When production resumed, obviously not all employees returned to work. Those not working went to Service Canada to complete an employment insurance application. They were surprised to learn that, according to section 53(1) of the regulations and section 36 of the Employment Insurance Act, which concerns labour disputes, they were not eligible.
More than 30 workers were thus deprived of employment insurance benefits. In this case, when they learned of the situation, both the union and the employer decided to challenge the decision before the board of referees. Service Canada has a somewhat esoteric interpretation of what constitutes the end of a labour dispute. For that agency, a labour dispute ends when 85% of workers have returned to work. I don't know who set that standard, but it has nothing to do with the end of a labour dispute.
As a result, the union and the employer challenged the decision before the board of referees. On September 28, 2010, the board of referees unanimously allowed the union and the company’s appeal, which set January 25, 2010 as the official date for the return to work, in accordance with the criteria of the Act. On October 15 following, the commission filed an appeal with the umpire. In early January 2011, the commission withdrew its appeal.
What is debatable about this case is that regulations were made for the application of section 36 regarding labour disputes. However, what is even more debatable is the discretionary authority of the commission, which in both cases, despite a unanimous decision by the board of referees and well substantiated decisions rendered by lawyers specialized in employment insurance, decided first to challenge the decision and, second, to withdraw the challenge.
But what compensation is there for the workers? What compensation is there for those who came to defend themselves? There is none. The commission alone decides arbitrarily what it has to do in this type of case.
There are costs associated with this kind of research: there are costs to the union and even costs to the Employment Insurance Commission. It abuses its rights by appealing to the umpire and subsequently withdrawing its appeal.
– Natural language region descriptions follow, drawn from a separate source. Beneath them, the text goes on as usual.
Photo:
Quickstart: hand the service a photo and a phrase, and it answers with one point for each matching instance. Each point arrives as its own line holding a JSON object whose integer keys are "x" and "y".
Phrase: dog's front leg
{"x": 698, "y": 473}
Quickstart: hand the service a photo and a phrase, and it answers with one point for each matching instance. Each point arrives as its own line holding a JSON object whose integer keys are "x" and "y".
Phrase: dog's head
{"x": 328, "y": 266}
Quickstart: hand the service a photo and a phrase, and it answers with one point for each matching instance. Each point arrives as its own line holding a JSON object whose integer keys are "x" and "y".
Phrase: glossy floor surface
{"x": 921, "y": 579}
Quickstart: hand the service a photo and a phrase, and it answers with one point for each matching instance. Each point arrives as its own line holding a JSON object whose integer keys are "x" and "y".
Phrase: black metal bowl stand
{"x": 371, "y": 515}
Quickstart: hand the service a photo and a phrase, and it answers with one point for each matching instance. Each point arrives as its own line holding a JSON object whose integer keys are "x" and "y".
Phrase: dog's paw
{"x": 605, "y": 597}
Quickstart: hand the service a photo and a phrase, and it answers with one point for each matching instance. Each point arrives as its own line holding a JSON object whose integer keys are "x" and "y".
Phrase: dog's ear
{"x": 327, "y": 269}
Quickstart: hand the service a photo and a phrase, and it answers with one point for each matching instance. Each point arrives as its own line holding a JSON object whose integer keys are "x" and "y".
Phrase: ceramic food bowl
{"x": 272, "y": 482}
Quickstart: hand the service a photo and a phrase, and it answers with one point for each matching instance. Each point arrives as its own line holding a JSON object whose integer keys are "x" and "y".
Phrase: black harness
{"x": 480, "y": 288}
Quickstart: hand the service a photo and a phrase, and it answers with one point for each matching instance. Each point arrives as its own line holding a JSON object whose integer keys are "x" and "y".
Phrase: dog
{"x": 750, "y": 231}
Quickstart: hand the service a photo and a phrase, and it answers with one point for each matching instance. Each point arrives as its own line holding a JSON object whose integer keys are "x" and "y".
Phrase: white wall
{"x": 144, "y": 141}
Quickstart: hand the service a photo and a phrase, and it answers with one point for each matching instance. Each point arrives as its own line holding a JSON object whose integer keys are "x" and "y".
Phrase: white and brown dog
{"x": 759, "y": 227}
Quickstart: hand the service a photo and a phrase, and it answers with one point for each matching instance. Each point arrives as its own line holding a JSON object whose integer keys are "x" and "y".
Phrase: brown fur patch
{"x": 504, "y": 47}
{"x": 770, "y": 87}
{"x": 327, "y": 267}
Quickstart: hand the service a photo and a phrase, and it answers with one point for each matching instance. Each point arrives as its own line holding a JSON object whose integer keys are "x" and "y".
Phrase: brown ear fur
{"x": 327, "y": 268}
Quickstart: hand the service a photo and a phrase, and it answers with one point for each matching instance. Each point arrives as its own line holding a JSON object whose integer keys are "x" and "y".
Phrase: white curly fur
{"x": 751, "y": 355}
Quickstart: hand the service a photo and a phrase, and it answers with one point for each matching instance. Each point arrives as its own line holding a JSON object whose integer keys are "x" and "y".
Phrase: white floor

These are costs that could be avoided and the amounts of which could be allocated to their rightful owners, that is to say the workers.
To complete my remarks, I will say that the commission could adopt the philosophy of one umpire, who drew on a Supreme Court judgement in CUB 61301. He held:
Since the Act is intended to provide the unemployed with benefits, it is justifiable to give a liberal interpretation of provisions pertaining to the re-eligibility for benefits, seeing that the Act was not designed to take away benefits it extends to the innocent victims of a labour dispute and that the employees contribute to the unemployment insurance fund.